Olde Wolbers does a commendable job in imitating Cazares’ rhythm-only staccato, and Herrera does the best with what he is given. The entire second half of the album, and some of the gentler moments expose an important difference. Instead of being rooted in forms of extreme metal, they instead sound like amped up alternative rock chords. When the band then chooses to cover the Nirvana track ‘School’ (from its often-ignored “Bleach” debut record) it is rather telling as to where Olde Wolbers’ true interests lie next to his established love for all things hiphop. Especially the soft bookends of the title track, ‘Default Judgment’ or the entirety of the power ballad ‘Bite the Hand That Bleeds’ should make this abundantly clear. Herrera’s drum patterns are mechanical as they always were, but they are far less complicated compared to past works and consist of straight up pop/rock beats elsewhere on the album. The keyboards and studio effects by John Bechdel fit the songs well, but don’t come close to matching Fulber’s best work. The artwork by Torsten Gebhardt fits the spirit of the record, but it hardly matches up to the high standards set by Dave McKean in the band’s classic trio of conceptual records.
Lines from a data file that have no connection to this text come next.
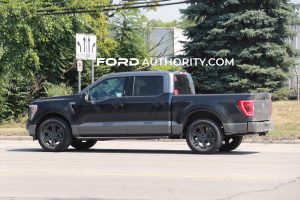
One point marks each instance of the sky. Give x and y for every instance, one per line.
x=169, y=13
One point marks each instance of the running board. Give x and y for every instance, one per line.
x=124, y=138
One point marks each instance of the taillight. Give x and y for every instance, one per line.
x=247, y=107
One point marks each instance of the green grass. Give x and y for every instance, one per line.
x=286, y=116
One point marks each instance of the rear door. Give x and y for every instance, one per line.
x=103, y=113
x=148, y=107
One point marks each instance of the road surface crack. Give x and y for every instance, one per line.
x=263, y=190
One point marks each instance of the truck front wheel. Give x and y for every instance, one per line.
x=54, y=135
x=204, y=136
x=83, y=144
x=230, y=143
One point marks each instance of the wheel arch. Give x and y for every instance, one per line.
x=201, y=114
x=48, y=116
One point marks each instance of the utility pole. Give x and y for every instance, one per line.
x=298, y=85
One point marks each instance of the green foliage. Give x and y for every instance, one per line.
x=282, y=94
x=181, y=23
x=254, y=33
x=58, y=90
x=129, y=32
x=37, y=50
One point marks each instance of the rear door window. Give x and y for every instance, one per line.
x=148, y=86
x=183, y=84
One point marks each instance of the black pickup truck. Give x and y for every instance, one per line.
x=148, y=105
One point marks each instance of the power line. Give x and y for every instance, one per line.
x=122, y=7
x=105, y=6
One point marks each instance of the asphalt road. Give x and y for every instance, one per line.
x=149, y=170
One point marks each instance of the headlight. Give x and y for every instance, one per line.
x=32, y=111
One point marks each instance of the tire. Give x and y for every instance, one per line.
x=204, y=136
x=54, y=135
x=83, y=144
x=230, y=143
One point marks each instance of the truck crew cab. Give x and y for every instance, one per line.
x=148, y=105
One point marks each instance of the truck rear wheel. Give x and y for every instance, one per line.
x=204, y=136
x=230, y=143
x=83, y=144
x=54, y=135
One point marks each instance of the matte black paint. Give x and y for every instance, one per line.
x=166, y=108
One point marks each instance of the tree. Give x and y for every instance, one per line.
x=254, y=33
x=37, y=50
x=128, y=29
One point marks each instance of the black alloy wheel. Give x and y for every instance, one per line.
x=204, y=136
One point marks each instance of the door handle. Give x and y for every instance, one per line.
x=158, y=105
x=118, y=105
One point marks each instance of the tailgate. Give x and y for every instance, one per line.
x=262, y=107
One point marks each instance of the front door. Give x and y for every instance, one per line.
x=103, y=113
x=148, y=107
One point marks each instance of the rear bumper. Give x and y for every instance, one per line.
x=248, y=128
x=31, y=130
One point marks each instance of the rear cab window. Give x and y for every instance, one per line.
x=183, y=84
x=148, y=85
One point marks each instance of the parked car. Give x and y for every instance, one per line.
x=148, y=105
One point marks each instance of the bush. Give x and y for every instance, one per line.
x=58, y=90
x=281, y=94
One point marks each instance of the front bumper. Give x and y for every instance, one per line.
x=248, y=128
x=31, y=130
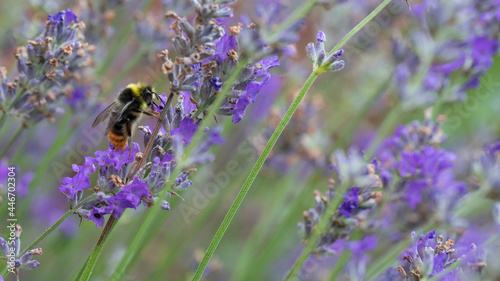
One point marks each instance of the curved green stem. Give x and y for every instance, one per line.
x=2, y=119
x=322, y=226
x=53, y=227
x=132, y=62
x=360, y=25
x=267, y=149
x=344, y=257
x=298, y=13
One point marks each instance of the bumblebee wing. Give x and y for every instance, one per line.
x=104, y=114
x=123, y=110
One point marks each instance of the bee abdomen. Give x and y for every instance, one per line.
x=118, y=139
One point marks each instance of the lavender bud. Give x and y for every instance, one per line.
x=4, y=247
x=25, y=257
x=311, y=52
x=165, y=205
x=336, y=66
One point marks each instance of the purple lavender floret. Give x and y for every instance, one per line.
x=426, y=178
x=457, y=61
x=430, y=255
x=21, y=260
x=49, y=67
x=351, y=201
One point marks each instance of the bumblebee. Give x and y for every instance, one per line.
x=125, y=112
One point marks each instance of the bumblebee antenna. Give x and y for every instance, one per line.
x=158, y=97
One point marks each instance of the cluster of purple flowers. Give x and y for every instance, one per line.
x=430, y=255
x=420, y=174
x=22, y=184
x=462, y=39
x=49, y=68
x=357, y=203
x=206, y=58
x=417, y=180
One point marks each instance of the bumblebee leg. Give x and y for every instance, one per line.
x=151, y=114
x=128, y=133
As per tradition the band opted to track the album at a different facility than before. For “Archetype” Fear Factory recorded at Rumbo Recorders in Lagona Park, California with Ken Marshall producing. After the pristinely produced Cazares efforts “Archetype” sounds, for the lack of a better term, honest and crunchy. Past records tended to be on the overproduced end of the spectrum, and if there’s one thing to say about “Archetype” it is that it’s honest about its intentions. Gone is the overproduction, gone is the gloss – the record sounds closer to an actual thrash/groove metal record than the band had sounded in a long time. By abandoning its sciencefiction narrative (at least temporarily) it lit a fire under the remaining trio of Bell, Olde Wolbers and Herrera to prove that they were still relevant to the genre, and its fractured fanbase after the Cazares debacle. In order to give the album the proper market push promotional music videos were shot for ‘Cyber Waste’, ‘Archetype’ and ‘Bite the Hand That Bleeds’. Alas its new label partner Liquid 8 Records would sabotage the band’s reformation just a year later. That the label folded shortly after its cooperation with the band ceased seems only just in hindsight.

“Archetype” doesn’t so much revitalize the band’s sound as it cements that the trio can hold its own even with its central songwriting partner exiled. After the cinematic exercise that was “Obsolete” and the poppy vapidness of “Digimortal”, “Archetype” was a much needed reality check that had the band going back to basics. Competently written and produced, “Archetype” formed a workable template for the reconfigured unit. The goodwill generated by this record would be shortlived as its successor would tarnish the band’s somewhat repaired reputation, which eventually led to the band’s second split. It isn’t the best effort from the band by a long shot, but given the difficult circumstances from which it was conceived at least makes it a reliable, if lukewarm affair. In many ways it is the first non-canonical Fear Factory release, despite rekindling the band’s sense of purpose and direction. The very matter-of-fact presentation, and loose thematic of the band’s sudden self-awareness of having spawned a subgenre make it a confused but halfway efficient effort that scrapes by on more than just its disarming honesty.